I'll throw in a couple of others though

(i) Don't hire salespeople and especially sales leaders specialising in the
wrong type of market. Some companies succeed by soaking the market with sheer
volume of calls. Some succeed through impressing the customer with
sophisticated insight (even if the product itself is quite simple the sale can
be highly conceptual and vice versa). Some depend on knowing how and when to
pitch against the competition, and being very aggressive (up or down,
depending on situation) on pricing. A small sales team can't specialise in all
three, and a sales leader focusing on one in optimizing for one will, for
better or worse, tend to drive salespeople specialising in the others away.

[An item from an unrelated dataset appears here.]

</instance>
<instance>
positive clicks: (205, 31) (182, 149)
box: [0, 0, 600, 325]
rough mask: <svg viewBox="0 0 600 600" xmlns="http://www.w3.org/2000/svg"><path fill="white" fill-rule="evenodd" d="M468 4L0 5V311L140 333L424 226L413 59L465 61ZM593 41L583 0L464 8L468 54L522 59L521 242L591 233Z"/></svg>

(ii) Don't assume it's of sufficiently low importance to be left to interns to
do it (unless "sales" means handing out flyers, or sales admin). Fresh
graduates with the focus and drive to actually succeed in sales will be
willing and able to find jobs that pay real money. There are a lot of entry-
level positions out there for them and your no-name startup is an obstacle
rather than a stepping stone to getting them. You want the primary point of
contact with prospective customers and main revenue driver to be someone
that's good enough to deserve more than lunch money (or if you're pre-funding,
at least capable of negotiating themselves an extremely large chunk of
commission and/or a founder-level equity). Even if most of your sales are
driven by inbound marketing: you wouldn't let a developer of well-below-
average ability commit straight to your production server; don't give the
bottom percentile of entry level salespeople commit privileges to your
customer base